This month Dr. Susan Gregurick spoke with Dr. Daniel S. Katz from the University of Illinois Urbana-Champaign, where he’s chief scientist at the National Center for Supercomputing and Research Associate Professor in Computer Science, Electrical & Computer Engineering, and the School of Information Sciences, to dive deep into the world of software sustainability. Dr. Katz is a founding member of the Research Software Alliance (ReSA), which convened in 2019 to support recognition of research software as a fundamental and vital component of research worldwide.

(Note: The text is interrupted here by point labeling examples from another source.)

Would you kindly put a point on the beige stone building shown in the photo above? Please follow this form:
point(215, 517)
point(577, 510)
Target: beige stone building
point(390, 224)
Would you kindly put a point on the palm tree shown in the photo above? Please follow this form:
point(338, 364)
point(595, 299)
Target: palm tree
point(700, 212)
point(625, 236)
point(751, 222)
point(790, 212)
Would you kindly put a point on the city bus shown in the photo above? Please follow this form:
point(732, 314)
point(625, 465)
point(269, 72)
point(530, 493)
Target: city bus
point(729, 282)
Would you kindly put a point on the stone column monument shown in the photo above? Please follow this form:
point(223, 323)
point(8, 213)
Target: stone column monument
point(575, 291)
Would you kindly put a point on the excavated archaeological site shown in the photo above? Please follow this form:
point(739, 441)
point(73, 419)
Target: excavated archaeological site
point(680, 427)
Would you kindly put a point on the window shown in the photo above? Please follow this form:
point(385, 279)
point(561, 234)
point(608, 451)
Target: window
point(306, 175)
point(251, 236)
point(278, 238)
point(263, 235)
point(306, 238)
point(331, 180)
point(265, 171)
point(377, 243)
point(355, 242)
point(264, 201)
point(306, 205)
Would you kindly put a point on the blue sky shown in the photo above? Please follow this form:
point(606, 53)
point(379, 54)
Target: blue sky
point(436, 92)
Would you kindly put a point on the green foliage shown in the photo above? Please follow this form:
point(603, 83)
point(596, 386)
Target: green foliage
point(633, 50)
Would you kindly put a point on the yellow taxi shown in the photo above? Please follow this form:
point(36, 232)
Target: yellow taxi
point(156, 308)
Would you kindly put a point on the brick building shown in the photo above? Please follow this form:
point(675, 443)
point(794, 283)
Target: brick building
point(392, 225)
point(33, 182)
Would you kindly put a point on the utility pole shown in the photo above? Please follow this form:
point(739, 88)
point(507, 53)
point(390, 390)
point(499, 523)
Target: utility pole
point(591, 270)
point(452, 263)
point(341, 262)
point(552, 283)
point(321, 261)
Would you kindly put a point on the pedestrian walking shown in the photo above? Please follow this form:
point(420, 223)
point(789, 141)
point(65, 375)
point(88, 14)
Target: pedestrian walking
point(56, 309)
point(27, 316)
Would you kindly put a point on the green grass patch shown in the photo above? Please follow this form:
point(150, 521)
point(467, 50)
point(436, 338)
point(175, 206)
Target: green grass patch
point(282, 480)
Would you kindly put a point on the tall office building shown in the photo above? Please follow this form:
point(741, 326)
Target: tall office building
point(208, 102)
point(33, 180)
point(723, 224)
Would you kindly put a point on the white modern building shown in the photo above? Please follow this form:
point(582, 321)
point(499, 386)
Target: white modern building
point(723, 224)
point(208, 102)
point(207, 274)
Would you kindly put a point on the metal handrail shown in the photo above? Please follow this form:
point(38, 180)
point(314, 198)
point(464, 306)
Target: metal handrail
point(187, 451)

Dr. Susan Gregurick: Dan, you have had an amazing impact in the fields of computational sciences, high performance computing, and software sustainability. Today I want to talk specifically about your work in the Research Software Alliance (ReSA). But before we get there, how did you get involved in and motivated by software sustainability?
Dr. Daniel Katz: I started off with a Ph.D. in one computational science field. Over time, I moved into other fields of computational science, then data science, and then into computer science and information science. Since then, I have been trying to stay involved in the software world in a way that allows me to participate in the details, but also try to think about what the bigger picture is and think about how those two different levels work together.
For me, it seems like almost any time that you find people who are trying to make a change, they're usually trying to do that because of some personal experience, as well as some broader experience. That’s definitely the case for me. I've always thought the software that I was doing was being kind of under-recognized and underappreciated, and felt like it was more important than people generally thought.
Once I began working at the National Science Foundation (NSF), I had the opportunity to be on the other side of the project proposal process as a funder — I had something like $15 million that I could spend on proposed software projects. Part of my job was to walk around to other parts of NSF and convince people in other areas that they should put their money in with my money, and we could together support more software — let's say in chemistry, or material science, or bioinformatics or some area that would enable better research in those areas. And I think that was reasonably successful; I was usually able to get somewhere between 30 and 50 percent more funding beyond my own and fund more things. I was reasonably happy with that. But when I would look at proposals, there were a lot of things that we were just never going to be able to fund because we had nowhere near the amount of funding that was needed, compared with the need for software. And that made me think that about, if we can't find people directly to do this work, how can we support them in doing it?
Dr. Gregurick: Your story is so motivating. I completely resonate with the issues that you found at NSF, and that you had too many good applications to the solicitations. But as you know we have limited pools of resources. Finding a way to create software sustainability, with limited resources, as part of the culture in computational sciences, and in academic institutions, would be impactful.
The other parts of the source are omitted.